The oracle had spoke good. I thought I saw an antelope by a mandolin. But it was an ant-hill opened by a pangolin. My hands were full of little creatures. I couldn’t stop them seething. I wanted to help them but their tongues smoothed away my fingertips. I drank steadily the milk. I easily had chocolate in my hands.


Then the oracle said Barking. Look out for Barking. If I was going to go there I needed to shave. I’d been in Huntingdonshire for several days, sleeping in abandoned houses, none of which had contained abandoned toiletries. I wanted to look my best as I crossed the Essex border on my way south. I stuck out my thumb.
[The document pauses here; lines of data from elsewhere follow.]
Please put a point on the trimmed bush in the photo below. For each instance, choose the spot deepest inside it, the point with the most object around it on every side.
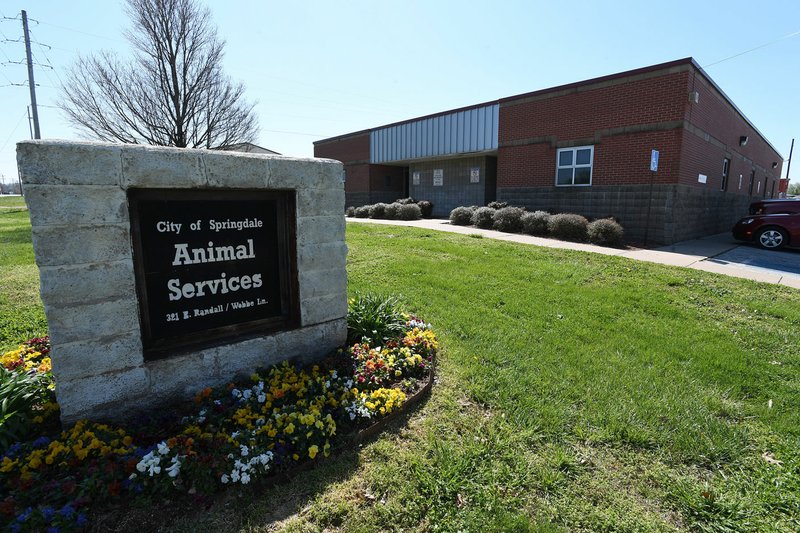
(535, 223)
(377, 210)
(509, 219)
(426, 207)
(484, 217)
(390, 211)
(375, 317)
(605, 232)
(409, 212)
(568, 227)
(362, 211)
(405, 201)
(461, 216)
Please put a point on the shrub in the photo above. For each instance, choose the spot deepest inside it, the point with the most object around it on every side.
(484, 217)
(568, 226)
(605, 232)
(390, 211)
(535, 223)
(405, 201)
(461, 216)
(426, 207)
(509, 219)
(409, 212)
(22, 397)
(377, 210)
(378, 318)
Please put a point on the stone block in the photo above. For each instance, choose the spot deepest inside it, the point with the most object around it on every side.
(69, 163)
(320, 202)
(101, 395)
(323, 308)
(290, 173)
(148, 166)
(322, 256)
(311, 343)
(86, 358)
(322, 229)
(245, 171)
(68, 286)
(93, 321)
(318, 283)
(76, 205)
(71, 245)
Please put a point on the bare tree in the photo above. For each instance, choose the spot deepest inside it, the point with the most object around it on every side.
(173, 92)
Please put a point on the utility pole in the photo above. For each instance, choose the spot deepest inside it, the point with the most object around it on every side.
(31, 84)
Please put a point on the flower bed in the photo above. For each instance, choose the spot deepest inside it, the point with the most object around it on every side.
(249, 431)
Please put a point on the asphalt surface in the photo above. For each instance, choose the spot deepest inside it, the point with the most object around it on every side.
(721, 253)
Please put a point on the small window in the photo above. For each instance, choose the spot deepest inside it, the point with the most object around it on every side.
(574, 166)
(726, 168)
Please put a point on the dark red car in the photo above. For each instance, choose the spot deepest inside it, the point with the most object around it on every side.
(772, 224)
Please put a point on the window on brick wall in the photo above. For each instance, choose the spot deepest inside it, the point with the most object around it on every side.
(726, 168)
(574, 166)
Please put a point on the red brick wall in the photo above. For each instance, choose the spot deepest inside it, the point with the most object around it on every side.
(345, 149)
(720, 127)
(356, 178)
(378, 175)
(618, 160)
(579, 114)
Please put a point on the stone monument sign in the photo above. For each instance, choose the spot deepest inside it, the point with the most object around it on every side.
(166, 270)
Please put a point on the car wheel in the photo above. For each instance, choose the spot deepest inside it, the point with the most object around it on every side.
(771, 238)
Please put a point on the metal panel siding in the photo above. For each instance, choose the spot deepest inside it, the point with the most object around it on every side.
(472, 130)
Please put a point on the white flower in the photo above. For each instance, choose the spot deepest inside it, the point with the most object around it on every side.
(174, 469)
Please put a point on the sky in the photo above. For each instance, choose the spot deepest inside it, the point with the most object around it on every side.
(317, 69)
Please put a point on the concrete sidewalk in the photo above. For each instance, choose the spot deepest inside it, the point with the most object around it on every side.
(701, 254)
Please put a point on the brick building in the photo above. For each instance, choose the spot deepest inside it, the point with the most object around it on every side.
(582, 148)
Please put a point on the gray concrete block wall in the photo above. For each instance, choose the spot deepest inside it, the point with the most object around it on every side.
(77, 198)
(677, 212)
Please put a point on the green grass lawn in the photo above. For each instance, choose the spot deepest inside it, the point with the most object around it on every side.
(575, 392)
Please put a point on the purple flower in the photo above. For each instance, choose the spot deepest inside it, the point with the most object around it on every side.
(48, 513)
(67, 511)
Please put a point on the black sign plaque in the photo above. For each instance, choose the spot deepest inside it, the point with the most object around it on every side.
(212, 265)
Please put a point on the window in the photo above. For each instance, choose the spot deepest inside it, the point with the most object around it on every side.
(726, 167)
(574, 166)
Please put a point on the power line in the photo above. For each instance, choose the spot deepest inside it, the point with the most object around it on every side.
(25, 114)
(788, 36)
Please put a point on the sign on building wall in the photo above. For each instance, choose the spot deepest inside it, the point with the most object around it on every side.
(475, 175)
(438, 177)
(209, 264)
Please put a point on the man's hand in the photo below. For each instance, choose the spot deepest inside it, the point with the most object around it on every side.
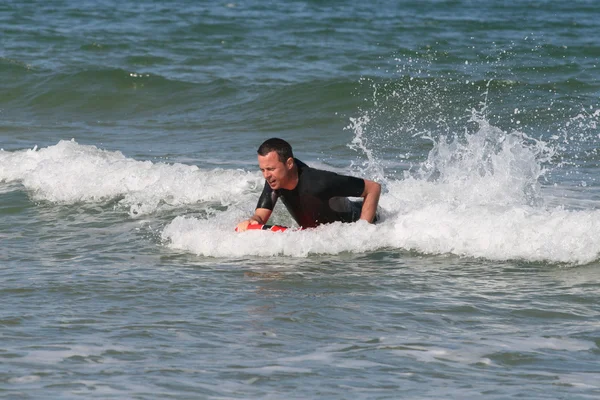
(261, 216)
(243, 226)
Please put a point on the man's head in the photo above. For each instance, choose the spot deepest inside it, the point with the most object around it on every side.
(276, 162)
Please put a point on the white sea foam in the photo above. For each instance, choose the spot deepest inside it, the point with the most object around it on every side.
(69, 173)
(476, 195)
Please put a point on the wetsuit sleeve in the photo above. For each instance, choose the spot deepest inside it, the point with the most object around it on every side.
(268, 198)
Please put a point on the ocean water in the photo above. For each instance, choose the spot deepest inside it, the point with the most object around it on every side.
(128, 134)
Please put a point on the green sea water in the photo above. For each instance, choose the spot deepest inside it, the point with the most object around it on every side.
(128, 134)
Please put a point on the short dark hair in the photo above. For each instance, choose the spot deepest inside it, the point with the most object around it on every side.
(283, 149)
The driver had a maroon mid-70s Jaguar XJ12 – an impressive classic saloon with a gorgeous walnut dashboard. To my surprise the driver was Lord Alan Sugar. I told him about what the oracle said, and I mentioned shaving.  He was characteristically outspoken. “You don’t wanna shave,” he said. “Just dress smart and confuse your enemies.” 


When we got to the border between Essex and Middlesex – just a few miles from Barking – Lord Sugar confessed that he had a phobia about crossing lines. He felt that if he did so he would lose control of his central nervous system and run about. I suggested that he should buy a house near a small airfield from which he could fly his Cirrus four seater into London.


I stayed with Lord Sugar for several weeks in a fantastic bungalow. One day the oracle made from Ari and the Black Dog was there. As its lips moved I heard barking. I realised how foolish I had been. It was just the way it spoke. I didn’t have to go anywhere. But I didn’t want to stay. I didn’t want to slip up again.